Il marqua un temps de pause, pourquoi demandait t'il pardon, lui Severus Snape ?

« - Je ne voulais pas te blesser.»

Il essaya de sourire mais ça ressemblait plus à une grimace, jamais il n'aurait dit pareil chose en temps normal, oui mais voilà. Elle n'était pas normale. La jeune fille se pencha plus et sa respiration se bloqua.

« - Tu ne m'as pas blessé, murmura t'elle. »

Elle tourna les talons sa longue robe embrassant le sol.

FIN DU FLASH-BACK

A partir de cet instant, les choses avaient signé une différence dans leur relation. A tel point que il s'était permis de lui offrir ce petit bijou qu'il avait dessiné lui-même et demandé de produire à un orfèvre connaissant bien son métier, il se rappelait comme tout souvenir avec elle, le jour où il lui avait accroché. Ce jour là, il faisait froid à Pré-Au-Lard, un froid tel qui n'en eut jamais en Russie ou dans un pôle quelconque, il lui avait dit qu'il avait quelque chose pour elle, lui avait donnéי sans tourner autour du pot. Il se rappellerait à jamais de l'expression qui s'était affiché sur son visage, il avait comprit qu'elle n'était pas habituée aux cadeaux tous les jours, une véritable joie et surprise mêlées l'avait envahie. Et alors qu'il venait de fermer le clapet peu commun de son collier, elle l'avait embrassé. Pas d'un baiser passionné et long. Non, un baiser simple, froid et pourtant si chaud à la fois. C'était la bien plus grand qu'un simple Merci. Et c'était pourtant ce que cela voulait dire. Merci, il avait été décontenancé mais ne l'avait pas repoussé, parce qu'il savait que c'était agréable, sincère et court. Ce fut le premier baiser qu'elle lui donna, et le dernier. Ce qu'elle avait fait quand elle partit n'avait rien à voir avec le domaine du baiser de remerciement. Il fut la dernière personne à la voir vu de Hogwarts, en écartant Dumbledore. Là aussi les souvenirs sont encore brûlants, autant que le baiser donné. Mais ce souvenir est pour lui un coup de poignard, un secret qu'il conserve jalousement, en préférant mourir plutôt que le donner.

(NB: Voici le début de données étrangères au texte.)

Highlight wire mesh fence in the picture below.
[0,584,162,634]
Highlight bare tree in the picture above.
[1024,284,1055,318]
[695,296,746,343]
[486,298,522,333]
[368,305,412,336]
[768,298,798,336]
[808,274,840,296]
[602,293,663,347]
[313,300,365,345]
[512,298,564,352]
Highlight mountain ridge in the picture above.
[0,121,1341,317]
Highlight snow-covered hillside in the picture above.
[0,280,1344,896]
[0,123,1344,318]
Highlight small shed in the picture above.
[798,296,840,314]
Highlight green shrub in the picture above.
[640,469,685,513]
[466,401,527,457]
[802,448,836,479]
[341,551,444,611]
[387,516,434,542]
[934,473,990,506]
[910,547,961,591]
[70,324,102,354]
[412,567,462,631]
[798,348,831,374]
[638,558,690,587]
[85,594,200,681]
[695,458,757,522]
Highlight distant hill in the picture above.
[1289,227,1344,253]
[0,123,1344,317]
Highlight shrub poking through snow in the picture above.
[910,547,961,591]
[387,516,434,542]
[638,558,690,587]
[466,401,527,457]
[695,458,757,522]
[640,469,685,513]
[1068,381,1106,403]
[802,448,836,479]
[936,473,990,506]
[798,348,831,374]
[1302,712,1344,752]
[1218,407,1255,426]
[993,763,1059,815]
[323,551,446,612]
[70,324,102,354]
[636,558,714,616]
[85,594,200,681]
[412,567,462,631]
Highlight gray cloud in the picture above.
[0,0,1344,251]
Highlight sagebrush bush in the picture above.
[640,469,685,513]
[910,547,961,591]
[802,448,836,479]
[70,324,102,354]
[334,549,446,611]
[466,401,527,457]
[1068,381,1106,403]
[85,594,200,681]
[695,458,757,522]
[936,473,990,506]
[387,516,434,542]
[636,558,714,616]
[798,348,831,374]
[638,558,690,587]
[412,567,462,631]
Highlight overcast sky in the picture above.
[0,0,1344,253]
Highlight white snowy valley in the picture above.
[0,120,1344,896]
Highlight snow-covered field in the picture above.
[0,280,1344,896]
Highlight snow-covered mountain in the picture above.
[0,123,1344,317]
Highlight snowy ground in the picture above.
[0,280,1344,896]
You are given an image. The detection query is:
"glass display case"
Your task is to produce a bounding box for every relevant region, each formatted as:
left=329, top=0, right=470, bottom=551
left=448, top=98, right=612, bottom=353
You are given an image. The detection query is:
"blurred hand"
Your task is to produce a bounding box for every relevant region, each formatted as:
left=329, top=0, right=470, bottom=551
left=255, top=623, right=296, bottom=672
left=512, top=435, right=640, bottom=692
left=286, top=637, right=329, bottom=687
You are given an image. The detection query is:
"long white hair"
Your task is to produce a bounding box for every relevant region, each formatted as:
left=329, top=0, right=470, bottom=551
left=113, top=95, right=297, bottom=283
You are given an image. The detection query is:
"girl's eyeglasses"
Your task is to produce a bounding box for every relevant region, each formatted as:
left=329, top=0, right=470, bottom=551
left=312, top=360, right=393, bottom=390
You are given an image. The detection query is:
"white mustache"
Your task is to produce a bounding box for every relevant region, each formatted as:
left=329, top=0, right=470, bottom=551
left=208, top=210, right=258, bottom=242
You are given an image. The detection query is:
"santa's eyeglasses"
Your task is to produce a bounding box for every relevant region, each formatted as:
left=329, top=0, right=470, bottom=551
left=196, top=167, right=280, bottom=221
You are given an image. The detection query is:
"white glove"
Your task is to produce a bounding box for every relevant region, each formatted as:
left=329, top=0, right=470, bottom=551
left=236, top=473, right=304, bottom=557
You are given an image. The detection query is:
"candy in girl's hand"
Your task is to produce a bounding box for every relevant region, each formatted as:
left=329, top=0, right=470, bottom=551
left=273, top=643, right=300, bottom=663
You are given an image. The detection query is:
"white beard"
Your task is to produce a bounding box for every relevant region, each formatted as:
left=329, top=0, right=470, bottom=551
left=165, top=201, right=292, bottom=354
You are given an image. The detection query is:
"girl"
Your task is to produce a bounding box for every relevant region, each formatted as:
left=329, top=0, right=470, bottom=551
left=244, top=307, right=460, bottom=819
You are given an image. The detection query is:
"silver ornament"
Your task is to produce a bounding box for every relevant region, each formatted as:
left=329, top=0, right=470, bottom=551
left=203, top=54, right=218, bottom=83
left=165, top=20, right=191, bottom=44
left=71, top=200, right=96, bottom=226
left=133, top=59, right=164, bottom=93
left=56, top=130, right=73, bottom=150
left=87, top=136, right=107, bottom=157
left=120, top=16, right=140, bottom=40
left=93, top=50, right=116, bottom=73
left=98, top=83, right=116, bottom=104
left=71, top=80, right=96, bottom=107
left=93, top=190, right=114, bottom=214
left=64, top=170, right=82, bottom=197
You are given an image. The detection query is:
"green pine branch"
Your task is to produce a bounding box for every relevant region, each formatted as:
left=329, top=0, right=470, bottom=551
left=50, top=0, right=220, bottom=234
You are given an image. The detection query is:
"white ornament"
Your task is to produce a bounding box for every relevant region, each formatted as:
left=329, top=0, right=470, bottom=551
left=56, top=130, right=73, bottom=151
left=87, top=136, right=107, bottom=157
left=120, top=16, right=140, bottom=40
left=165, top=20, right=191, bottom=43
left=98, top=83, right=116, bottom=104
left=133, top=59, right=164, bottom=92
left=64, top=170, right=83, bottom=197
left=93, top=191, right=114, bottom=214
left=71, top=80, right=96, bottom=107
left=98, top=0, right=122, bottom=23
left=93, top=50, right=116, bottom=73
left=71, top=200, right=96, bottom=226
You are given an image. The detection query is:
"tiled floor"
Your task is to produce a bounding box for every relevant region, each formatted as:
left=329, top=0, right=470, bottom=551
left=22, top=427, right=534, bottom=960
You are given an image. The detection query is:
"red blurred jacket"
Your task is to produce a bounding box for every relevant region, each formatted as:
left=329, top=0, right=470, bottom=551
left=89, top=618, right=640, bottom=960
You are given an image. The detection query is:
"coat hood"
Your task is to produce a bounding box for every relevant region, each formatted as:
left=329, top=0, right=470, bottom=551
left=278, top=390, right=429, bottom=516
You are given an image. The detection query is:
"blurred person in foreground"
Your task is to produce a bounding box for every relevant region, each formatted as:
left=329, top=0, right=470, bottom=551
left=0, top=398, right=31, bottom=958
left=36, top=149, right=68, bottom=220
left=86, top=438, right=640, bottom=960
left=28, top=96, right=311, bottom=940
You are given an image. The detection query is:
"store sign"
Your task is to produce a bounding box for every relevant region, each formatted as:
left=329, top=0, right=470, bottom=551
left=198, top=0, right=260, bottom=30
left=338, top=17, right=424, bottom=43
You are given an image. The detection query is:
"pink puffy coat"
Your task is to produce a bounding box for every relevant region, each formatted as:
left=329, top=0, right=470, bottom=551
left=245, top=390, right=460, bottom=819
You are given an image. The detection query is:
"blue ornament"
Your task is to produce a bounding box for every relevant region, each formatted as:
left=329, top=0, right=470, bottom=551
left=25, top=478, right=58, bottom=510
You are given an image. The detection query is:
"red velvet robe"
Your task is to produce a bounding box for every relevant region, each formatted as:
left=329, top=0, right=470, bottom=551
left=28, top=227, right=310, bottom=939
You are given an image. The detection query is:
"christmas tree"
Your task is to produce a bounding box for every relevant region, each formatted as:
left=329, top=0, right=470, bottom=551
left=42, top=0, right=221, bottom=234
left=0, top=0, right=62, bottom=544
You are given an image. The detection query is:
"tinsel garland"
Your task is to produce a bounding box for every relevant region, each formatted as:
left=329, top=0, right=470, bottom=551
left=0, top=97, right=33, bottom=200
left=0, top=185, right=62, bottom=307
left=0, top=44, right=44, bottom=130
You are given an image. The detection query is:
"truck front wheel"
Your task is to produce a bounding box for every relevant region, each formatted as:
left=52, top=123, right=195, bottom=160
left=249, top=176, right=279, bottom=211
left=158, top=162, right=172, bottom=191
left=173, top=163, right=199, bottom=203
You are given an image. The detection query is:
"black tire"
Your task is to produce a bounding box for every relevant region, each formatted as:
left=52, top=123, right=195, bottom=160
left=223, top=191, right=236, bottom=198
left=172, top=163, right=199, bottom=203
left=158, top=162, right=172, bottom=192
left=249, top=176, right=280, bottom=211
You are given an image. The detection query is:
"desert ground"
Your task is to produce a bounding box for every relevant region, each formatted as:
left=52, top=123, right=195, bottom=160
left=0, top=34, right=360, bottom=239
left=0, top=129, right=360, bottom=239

Severus s'aperçoit que cela fait la troisième fois qu'il relit la même phrase et il en vient à la conclusion que non seulement il ne peut pas dormir mais qu'en plus, il ne peut pas s'occuper. Ses pensées sont obnubilées par Siejena. Il voudrait ne l'avoir jamais connu ou qu'elle ne soit jamais revenue. Peut être même qu'elle n'existât pas. Il la déteste la haït de tout son être, autant qu'il l'a désiré peut être aimé –nul ne le sait excepté lui, et il ne le dira sûrement jamais à personne, à l'instar de ses souvenirs- il y a si longtemps, des décennies semblables à des siècles ou des secondes parfois l'un, parfois l'autre. Mais la souffrance fait aussi une grande place dans la rancœur. Lui le serpent venimeux, la chauve-souris ambulante ou le rat des cachots souffre. Tout se bouscule dans son esprit autrefois si ordonné.

Il y a des choses que l'on n'oublie pas.

Il y a des choses que l'on ne pardonne pas.